Nicht nur Orte der Trauer

Alle acht Oberpfälzer Kreisverbände beteiligten sich am landesweiten Wettbewerb "Unser Friedhof, Ort der Würde, Kultur und Natur". In Schirmitz ernteten sie den Lohn für ihre Mühen.

Schirmitz. (du) Im Pfarrsaal gab es am Samstag für die acht Friedhöfe aus der Oberpfalz, die jeweils den zweiten Platz errungen hatten, künstlerisch gestaltete Bronzereliefs und Urkunden.
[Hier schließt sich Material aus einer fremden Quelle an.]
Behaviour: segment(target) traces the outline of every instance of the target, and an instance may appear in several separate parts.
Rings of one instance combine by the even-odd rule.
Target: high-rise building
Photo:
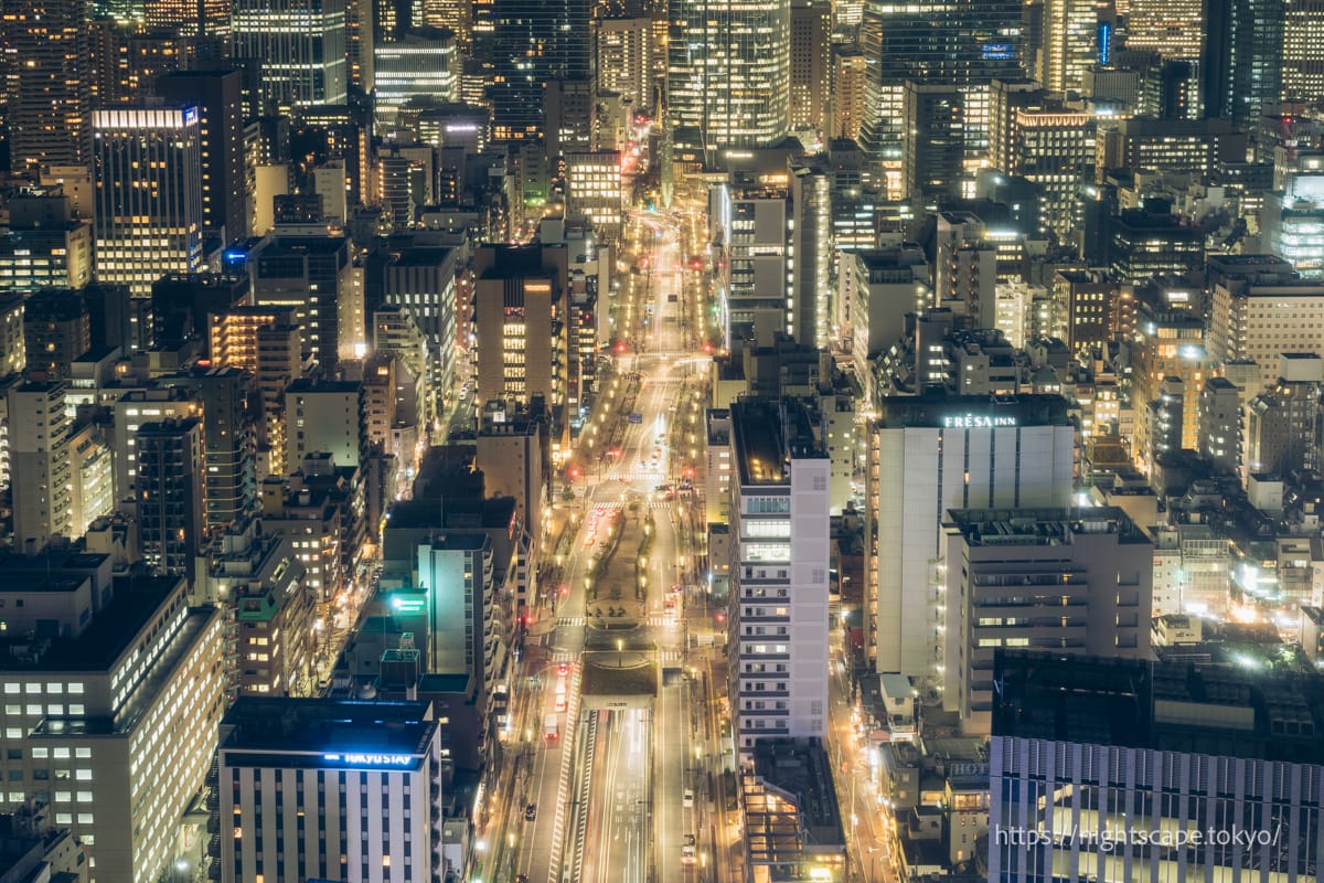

Die Preise verlieh der neue Bezirksvorsitzende und Neumarkter Landrat Willibald Gailler. Den Wettbewerb hatte der Bayerische Landesverband für Gartenbau und Landespflege als Dachorganisation der Gartenbauvereine ins Leben gerufen.

Spannende Aufgabe

Der Festakt im herbstlich dekorierten Pfarrsaal erhielt durch konzertante Einlagen des Schirmitzer Musiklehrerehepaars Wolfgang und Sieglinde Ziegler mit Klavier und Querflöte eine stilvolle Note. Gailler bezeichnete die Friedhofskultur als "spannende Aufgabe".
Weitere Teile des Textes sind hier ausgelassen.